Hey there. I'm a former Mozillian. I was a heavy contributor to Devmo in its early days (2006–2008). A bunch of that content is mine. It's not Mozilla's, and I know on what terms I made it available. So to answer your question quoted above (a) yes, in fact, I do know what I'm talking about, and (b) I don't have to be able to give an answer for every slot in your contrived matrix; it suffices if I'm able to say, "hey, you can't do that with the pieces that belong to me". And that's something that I can say—with certainty.


Because that’s not how the world works. This is evident by living in it. Otherwise, this wouldn’t have happened.

What’s happens in the real world is that you abide by contractual agreements and if a party breaks the agreement, you sue them for breach of contract. This also requires that you can sue them for breach of contract. Otherwise, you can kick dirt.

Understand now?


This is how Wikipedia attracts and retains volunteers.


> MDN isn't yours.
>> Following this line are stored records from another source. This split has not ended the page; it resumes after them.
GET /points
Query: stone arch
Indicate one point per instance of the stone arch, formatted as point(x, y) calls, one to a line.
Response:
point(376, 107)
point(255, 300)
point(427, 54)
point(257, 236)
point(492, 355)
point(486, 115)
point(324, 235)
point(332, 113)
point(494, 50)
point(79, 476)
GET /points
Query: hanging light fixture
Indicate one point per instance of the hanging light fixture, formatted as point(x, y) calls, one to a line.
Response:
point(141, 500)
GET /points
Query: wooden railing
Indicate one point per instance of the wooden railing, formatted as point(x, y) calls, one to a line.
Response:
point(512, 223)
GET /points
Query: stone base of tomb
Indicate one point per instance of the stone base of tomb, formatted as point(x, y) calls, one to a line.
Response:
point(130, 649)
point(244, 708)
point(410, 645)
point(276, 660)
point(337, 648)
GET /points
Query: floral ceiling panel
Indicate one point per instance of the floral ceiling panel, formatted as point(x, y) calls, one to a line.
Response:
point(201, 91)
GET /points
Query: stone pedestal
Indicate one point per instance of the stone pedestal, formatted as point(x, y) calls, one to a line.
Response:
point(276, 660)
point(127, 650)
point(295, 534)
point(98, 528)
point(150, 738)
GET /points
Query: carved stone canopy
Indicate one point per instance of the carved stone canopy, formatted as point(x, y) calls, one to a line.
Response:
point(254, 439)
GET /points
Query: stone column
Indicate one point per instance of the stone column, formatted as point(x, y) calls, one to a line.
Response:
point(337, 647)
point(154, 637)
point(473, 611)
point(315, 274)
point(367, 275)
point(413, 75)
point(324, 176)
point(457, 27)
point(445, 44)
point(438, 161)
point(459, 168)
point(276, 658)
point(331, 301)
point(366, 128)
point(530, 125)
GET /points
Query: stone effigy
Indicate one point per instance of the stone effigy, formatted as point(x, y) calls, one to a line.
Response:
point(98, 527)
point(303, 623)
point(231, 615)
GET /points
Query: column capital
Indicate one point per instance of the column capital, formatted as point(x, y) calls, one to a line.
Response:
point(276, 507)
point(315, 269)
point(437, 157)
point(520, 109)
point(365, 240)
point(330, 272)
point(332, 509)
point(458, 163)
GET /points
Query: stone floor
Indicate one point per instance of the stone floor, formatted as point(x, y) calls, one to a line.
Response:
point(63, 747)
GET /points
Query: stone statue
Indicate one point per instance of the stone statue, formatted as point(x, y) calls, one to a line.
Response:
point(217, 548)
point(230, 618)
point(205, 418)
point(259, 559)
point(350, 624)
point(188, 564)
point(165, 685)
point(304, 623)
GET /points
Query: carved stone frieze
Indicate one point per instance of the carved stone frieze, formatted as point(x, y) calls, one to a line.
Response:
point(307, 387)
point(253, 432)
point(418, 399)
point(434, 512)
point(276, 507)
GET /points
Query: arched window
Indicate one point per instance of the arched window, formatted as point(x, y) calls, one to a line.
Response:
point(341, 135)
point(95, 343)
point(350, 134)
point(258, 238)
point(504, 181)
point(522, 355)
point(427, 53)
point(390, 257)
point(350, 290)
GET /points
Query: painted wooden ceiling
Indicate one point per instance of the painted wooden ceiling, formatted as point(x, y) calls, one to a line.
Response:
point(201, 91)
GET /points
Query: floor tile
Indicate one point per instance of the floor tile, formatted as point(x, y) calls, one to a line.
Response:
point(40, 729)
Do they owe you something?

Yeah, they do owe something: they owe the attribution which is a condition of the Creative Commons license which is what license the content is available to Mozilla (and everyone else) under.

> You should consider attribution a privilege.

Absolutely not. That's not how copyright works. What a deluded, entitled take.


It’s absolutely a right, and recognised in the Berne convention, although unfortunately not well protected in US law compared to other states.


That's an absurd take on it... MDN owes this guy nothing, and this guy owes MDN nothing. But attribution, and the volunteer labor, are not part of any financial transaction, so the question of who formally owes who what is entirely irrelevant

But from the social contract, attribution is a perfectly fair expectation for this kind of work -- especially because at the time of, and even going forward, attribution was given. It may not have been codified as a public contract, but the relationship was, and is, quite clear.

And the breaking of that relationship for fairly arbitrary reasons (it couldn't be imported/converted?) is a pretty damn good reason to be annoyed -- hell, what other reason would you consider valid? If it was financial rather than social, you don't get angry, you get even (lawsuit).

Now I'm getting annoyed as I write this; its not a fucking privilege to have been given the honor of doing volunteer labor, and its not a fucking privilege to be given attribution for it -- it's like the most basic free compensation you can give for free work. It's a norm across the board


Attribution is important enough that several software licenses amount to little more than "attribute the original authors and don't sue us." Attribution is important enough that a right of attribution is incorporated into some countries copyright law as "authors rights".

Perhaps legally, in this case, they're owed nothing - but it's not unreasonable to consider stripping said attributions to be a dick move, even when legal. Maybe unsuprising, but a dick move nonetheless.


In fact, it's part of the license they tell you that the contributions are made under (CC BY-SA), hence it's not even legal.


In some countries you can't even sign away the right to attribution (ianal), so depending on where the contributor resides they might legally owe them that.


This seems like an odd argument. One can be angry about... well anything. Not just things owed or not owed.

GP is venting some anger here at a relevant moment and the perspective is obviously valuable.


> Do they owe you something

Mozilla is allegedly an open source project, so yes they owe you things based on free software principles, such as attribution and right to fork.


The opensource ecosystem is built on a very thin veneer of perceived fairness: labor is free in the hope that it will bring you reputation (which you can leverage into actual remuneration). If you remove one side of the equation (no matter how hopeful or hypothetical that might have been in practice), the setup appears entirely exploitative, and people get angry.


If he was a contributor, MDN is partly his, in the sense that it can even be anyone's.